View Full Version : Ness Yawl Question
D Gobby
09-12-2009, 07:31 PM
On Duckflats website it shows a Ness Yawl rigged as a Gunter Yawl, does anyone know if that is a standard sail plan for the Ness boat, or is it a Caledonia yawl mis-named.
gazzer
09-12-2009, 10:26 PM
The designer has drawn 3 sail plans. Look here:
http://www.jordanboats.co.uk/JB/IainO_Catalogue/Ness Yawl.pdf (http://www.jordanboats.co.uk/JB/IainO_Catalogue/Ness%20Yawl.pdf)
-G
ShagRock
09-13-2009, 03:59 AM
On Duckflats website it shows a Ness Yawl rigged as a Gunter Yawl, does anyone know if that is a standard sail plan for the Ness boat, or is it a Caledonia yawl mis-named.A yawl is a categorized type of boat, while a gunter is a type of sail rig. Oughtred has often re-named his designs but I doubt he ever mis-names them. You can put various sail types (including single main or combined with fore or aft sails as he notes) on a Ness or Caledonia yawl. Others who own and sail yawl boats might be along shortly to give you more insightful answers to your query.
ShagRock
09-13-2009, 04:59 AM
Oops..double entry.
Peerie Maa
09-13-2009, 05:51 AM
A yawl boat is an American boat type, but.

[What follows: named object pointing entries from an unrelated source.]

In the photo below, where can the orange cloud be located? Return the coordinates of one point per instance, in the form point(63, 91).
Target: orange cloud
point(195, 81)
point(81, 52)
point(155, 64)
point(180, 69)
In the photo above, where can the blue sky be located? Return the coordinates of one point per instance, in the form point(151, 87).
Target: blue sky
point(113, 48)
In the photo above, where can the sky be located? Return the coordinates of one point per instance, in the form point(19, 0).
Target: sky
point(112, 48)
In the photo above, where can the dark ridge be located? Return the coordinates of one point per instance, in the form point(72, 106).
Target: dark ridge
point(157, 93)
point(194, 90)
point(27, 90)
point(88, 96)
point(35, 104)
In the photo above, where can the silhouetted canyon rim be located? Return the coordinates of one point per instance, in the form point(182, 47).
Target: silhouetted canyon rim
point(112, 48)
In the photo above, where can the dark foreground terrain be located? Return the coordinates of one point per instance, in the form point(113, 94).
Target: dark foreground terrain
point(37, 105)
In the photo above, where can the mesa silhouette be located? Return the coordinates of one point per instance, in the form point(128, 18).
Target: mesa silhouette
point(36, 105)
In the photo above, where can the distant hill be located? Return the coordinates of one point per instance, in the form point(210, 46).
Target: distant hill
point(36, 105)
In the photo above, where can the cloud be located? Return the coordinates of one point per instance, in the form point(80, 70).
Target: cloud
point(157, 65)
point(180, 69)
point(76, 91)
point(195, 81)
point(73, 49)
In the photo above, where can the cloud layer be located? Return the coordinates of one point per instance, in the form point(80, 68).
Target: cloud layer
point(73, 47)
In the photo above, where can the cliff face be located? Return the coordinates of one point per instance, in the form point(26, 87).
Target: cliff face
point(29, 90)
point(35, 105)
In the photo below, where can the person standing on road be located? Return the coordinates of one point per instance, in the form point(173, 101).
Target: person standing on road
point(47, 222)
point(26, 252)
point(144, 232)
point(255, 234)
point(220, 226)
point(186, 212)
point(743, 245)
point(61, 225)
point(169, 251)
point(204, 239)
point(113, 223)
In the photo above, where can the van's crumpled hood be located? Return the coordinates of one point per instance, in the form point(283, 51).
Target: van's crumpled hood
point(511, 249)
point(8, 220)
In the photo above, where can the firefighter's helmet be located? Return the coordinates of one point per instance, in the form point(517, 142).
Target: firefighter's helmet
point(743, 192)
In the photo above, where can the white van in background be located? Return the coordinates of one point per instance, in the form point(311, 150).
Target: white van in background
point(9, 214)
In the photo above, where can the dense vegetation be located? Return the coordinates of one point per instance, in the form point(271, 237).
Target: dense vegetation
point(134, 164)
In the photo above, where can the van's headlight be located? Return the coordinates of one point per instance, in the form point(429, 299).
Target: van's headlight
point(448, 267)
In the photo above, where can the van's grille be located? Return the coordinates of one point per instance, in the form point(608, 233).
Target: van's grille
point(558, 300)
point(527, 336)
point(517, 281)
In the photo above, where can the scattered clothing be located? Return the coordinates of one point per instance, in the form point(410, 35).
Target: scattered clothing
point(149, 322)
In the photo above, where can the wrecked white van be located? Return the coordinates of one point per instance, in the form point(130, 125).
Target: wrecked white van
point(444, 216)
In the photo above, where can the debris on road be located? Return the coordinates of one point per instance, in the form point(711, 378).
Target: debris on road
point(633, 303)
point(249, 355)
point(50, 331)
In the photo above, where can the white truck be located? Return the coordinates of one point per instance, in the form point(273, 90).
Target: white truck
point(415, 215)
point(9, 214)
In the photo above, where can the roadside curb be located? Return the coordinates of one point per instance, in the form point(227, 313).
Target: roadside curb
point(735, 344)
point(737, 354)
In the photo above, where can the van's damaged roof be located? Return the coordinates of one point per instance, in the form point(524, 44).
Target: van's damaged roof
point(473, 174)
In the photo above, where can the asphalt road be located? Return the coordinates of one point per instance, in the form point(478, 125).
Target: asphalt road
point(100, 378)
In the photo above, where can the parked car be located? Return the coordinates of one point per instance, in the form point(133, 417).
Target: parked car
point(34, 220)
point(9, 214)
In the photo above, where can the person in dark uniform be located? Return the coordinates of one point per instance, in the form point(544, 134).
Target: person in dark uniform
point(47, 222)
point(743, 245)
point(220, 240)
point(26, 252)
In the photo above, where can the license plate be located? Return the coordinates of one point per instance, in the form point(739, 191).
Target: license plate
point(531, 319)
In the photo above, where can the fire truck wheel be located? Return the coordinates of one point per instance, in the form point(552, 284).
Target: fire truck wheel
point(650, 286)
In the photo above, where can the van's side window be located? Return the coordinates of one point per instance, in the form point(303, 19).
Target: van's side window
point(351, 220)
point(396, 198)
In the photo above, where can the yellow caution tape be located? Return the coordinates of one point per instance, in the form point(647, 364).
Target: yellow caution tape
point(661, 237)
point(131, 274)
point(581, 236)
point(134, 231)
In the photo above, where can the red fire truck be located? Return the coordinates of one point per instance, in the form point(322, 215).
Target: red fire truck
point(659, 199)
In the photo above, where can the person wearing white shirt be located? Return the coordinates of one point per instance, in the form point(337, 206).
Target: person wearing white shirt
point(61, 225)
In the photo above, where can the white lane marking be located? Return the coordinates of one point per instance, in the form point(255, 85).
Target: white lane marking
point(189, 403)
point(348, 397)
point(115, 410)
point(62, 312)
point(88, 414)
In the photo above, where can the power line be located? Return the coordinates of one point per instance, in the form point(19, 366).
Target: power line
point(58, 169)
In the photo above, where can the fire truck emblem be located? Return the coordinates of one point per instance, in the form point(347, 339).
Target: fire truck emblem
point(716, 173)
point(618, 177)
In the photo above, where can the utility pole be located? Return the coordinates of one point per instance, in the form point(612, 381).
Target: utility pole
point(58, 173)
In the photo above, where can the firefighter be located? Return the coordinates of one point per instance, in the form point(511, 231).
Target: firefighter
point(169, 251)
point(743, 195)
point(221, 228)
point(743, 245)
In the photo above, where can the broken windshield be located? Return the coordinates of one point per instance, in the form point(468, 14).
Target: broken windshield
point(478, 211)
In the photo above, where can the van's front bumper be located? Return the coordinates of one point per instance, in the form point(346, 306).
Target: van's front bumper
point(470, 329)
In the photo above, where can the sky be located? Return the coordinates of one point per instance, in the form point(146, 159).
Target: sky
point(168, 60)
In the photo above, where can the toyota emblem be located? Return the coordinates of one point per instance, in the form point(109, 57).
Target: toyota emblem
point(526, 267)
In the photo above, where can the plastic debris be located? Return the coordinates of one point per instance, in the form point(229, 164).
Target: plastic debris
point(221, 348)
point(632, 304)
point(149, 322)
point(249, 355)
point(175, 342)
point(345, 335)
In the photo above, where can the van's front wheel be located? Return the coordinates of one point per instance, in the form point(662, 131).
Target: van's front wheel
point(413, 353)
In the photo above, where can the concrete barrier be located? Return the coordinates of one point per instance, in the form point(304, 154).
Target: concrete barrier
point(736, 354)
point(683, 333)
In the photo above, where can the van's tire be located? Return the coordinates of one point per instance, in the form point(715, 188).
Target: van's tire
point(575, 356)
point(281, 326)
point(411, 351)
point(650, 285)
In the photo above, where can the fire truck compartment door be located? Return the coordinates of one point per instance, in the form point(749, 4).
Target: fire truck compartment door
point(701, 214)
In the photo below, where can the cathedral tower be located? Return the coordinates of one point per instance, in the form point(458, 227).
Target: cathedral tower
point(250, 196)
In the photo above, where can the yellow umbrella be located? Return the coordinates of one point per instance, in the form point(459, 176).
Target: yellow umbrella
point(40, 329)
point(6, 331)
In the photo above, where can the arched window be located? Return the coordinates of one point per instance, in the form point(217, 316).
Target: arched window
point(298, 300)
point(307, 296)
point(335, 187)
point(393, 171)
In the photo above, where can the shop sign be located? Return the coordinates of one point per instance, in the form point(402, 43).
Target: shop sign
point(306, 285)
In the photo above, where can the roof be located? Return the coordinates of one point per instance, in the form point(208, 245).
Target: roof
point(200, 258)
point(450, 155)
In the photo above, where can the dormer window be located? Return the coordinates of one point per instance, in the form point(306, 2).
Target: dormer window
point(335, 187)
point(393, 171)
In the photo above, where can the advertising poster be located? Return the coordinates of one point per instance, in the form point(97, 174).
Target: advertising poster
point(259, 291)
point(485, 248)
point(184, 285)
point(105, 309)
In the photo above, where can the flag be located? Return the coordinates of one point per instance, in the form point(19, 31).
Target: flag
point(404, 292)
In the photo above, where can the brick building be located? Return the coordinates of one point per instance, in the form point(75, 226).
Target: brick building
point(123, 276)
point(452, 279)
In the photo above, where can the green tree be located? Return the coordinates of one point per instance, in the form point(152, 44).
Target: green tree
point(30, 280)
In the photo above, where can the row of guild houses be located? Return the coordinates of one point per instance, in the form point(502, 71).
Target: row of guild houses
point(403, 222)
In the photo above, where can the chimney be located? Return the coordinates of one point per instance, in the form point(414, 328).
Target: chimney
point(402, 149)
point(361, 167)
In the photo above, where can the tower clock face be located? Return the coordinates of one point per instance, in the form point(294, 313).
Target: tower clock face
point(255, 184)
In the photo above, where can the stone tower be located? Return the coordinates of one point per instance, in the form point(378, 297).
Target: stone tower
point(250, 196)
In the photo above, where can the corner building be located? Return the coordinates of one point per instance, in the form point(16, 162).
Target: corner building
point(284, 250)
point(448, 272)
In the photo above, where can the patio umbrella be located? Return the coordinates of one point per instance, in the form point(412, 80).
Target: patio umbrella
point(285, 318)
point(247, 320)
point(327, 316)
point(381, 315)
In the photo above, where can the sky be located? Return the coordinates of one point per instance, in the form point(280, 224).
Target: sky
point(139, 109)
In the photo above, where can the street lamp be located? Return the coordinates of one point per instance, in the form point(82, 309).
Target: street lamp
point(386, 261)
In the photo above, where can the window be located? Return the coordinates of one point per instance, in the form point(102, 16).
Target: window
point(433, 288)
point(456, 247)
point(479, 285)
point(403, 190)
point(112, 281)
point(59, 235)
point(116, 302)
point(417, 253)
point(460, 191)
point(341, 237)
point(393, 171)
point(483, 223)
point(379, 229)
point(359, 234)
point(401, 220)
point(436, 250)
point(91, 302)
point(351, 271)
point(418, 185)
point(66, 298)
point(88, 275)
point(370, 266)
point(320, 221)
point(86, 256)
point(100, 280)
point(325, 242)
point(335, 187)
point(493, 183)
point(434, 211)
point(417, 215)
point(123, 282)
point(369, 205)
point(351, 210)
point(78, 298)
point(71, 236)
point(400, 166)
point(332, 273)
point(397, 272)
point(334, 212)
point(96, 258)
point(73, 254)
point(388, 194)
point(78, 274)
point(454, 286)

A yawl in Britain is a two masted rig where the mizzen is smaller than the mizzen of a ketch, and used to be stepped on the counter aft of the rudder head.
Gunter is a gaff or lug sail with the yard peaked up to near vertical.
You can have a gaff, gunter or bermudan yawl, depending on how the mainsail is rigged.
I know that that was probably teaching Granny and all that, but we are two nations separated by a common language.
Just to confuse things further, in the Shetlands, Orkney's, Western Isles, and at Groomsport N Ireland, Yawl or Yoal is a small(ish) clinker built double ended boat with hollow garboards derived from the norse/Norwegian boats, This is from where Ian took the name for his design.